“But, Horace, to sell this house over my head—what will p-people say?”
“I don’t care two whoops what people say,” Mr. Gower replied unfeelingly.
“This is simp-ply outrageous! How is Betty going to m-meet p-people?”
“You mean,” her husband retorted, “how are you going to contrive the proper background against which Betty shall display her charms to the different varieties of saphead which you hit upon as being eligible to marry her? Don’t worry. With the carefully conserved means at your disposal you will still be able to maintain yourself in the station in which it has pleased God to place you. You will be able to see that Betty has the proper advantages.”
This straw broke the camel’s back, if it is proper so to speak of a middle-aged, delicate-featured lady, delightfully gowned and coiffed and manicured. Mrs. Gower’s grief waxed crescendo. Whereupon her husband, with no manifest change of expression beyond an unpleasant narrowing of his eyes, heaved his short, flesh-burdened body out of the chair and left the room.

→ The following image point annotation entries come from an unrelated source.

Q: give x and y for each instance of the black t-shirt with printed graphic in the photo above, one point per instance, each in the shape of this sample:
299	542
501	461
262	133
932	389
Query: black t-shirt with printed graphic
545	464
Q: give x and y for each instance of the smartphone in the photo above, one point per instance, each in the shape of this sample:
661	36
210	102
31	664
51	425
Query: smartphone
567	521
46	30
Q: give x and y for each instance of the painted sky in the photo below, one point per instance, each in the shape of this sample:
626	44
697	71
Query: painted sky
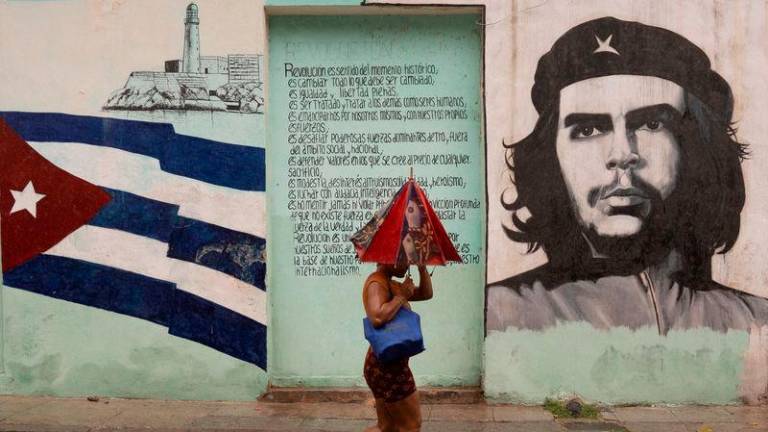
63	55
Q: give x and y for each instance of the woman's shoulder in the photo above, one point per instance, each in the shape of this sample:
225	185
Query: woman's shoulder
379	277
376	276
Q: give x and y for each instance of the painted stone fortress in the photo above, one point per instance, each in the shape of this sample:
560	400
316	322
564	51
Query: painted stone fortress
213	83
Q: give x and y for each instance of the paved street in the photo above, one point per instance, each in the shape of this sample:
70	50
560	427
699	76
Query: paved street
77	414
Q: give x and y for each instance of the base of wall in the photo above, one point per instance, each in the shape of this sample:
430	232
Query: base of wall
428	395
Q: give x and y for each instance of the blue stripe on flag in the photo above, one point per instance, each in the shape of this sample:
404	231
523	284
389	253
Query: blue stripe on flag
232	252
94	285
137	215
236	166
224	330
186	315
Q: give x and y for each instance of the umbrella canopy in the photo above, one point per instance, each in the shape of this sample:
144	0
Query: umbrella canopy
406	230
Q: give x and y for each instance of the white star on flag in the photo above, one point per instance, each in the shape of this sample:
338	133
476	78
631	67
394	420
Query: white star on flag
26	199
605	45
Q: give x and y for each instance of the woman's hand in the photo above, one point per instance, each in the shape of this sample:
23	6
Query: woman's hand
404	289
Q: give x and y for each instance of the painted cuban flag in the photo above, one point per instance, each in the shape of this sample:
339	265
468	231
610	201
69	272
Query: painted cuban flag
134	218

Betty had sat silent through this conversation, a look of profound distaste slowly gathering on her fresh young face. She gazed after her father. When the door closed upon him Betty’s gray eyes came to rest on her mother’s bowed head and shaking shoulders. There was nothing in Betty Gower’s expression which remotely suggested sympathy. She said nothing. She leaned her elbows on the table and rested her pretty chin in her cupped palms.
Mrs. Gower presently became aware of this detached, observing, almost critical attitude.
“Your f-father is p-positively b-brutal,” she found voice to declare.
“There are various sorts of brutality,” Betty observed enigmatically. “I don’t think daddy has a corner on the visible supply. Are you going to let him have that money?”
“No. Never,” Mrs. Gower snapped.
“You may lose a great deal more than the house by that,” Betty murmured.
But if Mrs. Gower heard the words they conveyed no meaning to her agitated mind. She was rapidly approaching that incomprehensible state in which a woman laughs and cries in the same breath, and Betty got up with a faintly contemptuous curl to her red lips. She went out into the hall and pressed a button. A maid materialized.
“Go into the dining room and attend to mamma, if you please, Mary,” Betty said.
Then she skipped nimbly upstairs, two steps at a time, and went into a room on the second floor, a room furnished something after the fashion of a library in which her father sat in a big leather chair chewing on an unlighted cigar.
Betty perched on the arm of his chair and ran her fingers through a patch on top of his head where the hair was growing a bit thin.
“Daddy,” she asked, “did you mean that about going smash?”
“Possibility,” he grunted.
“Are you really going to sell this house and live at Cradle Bay?”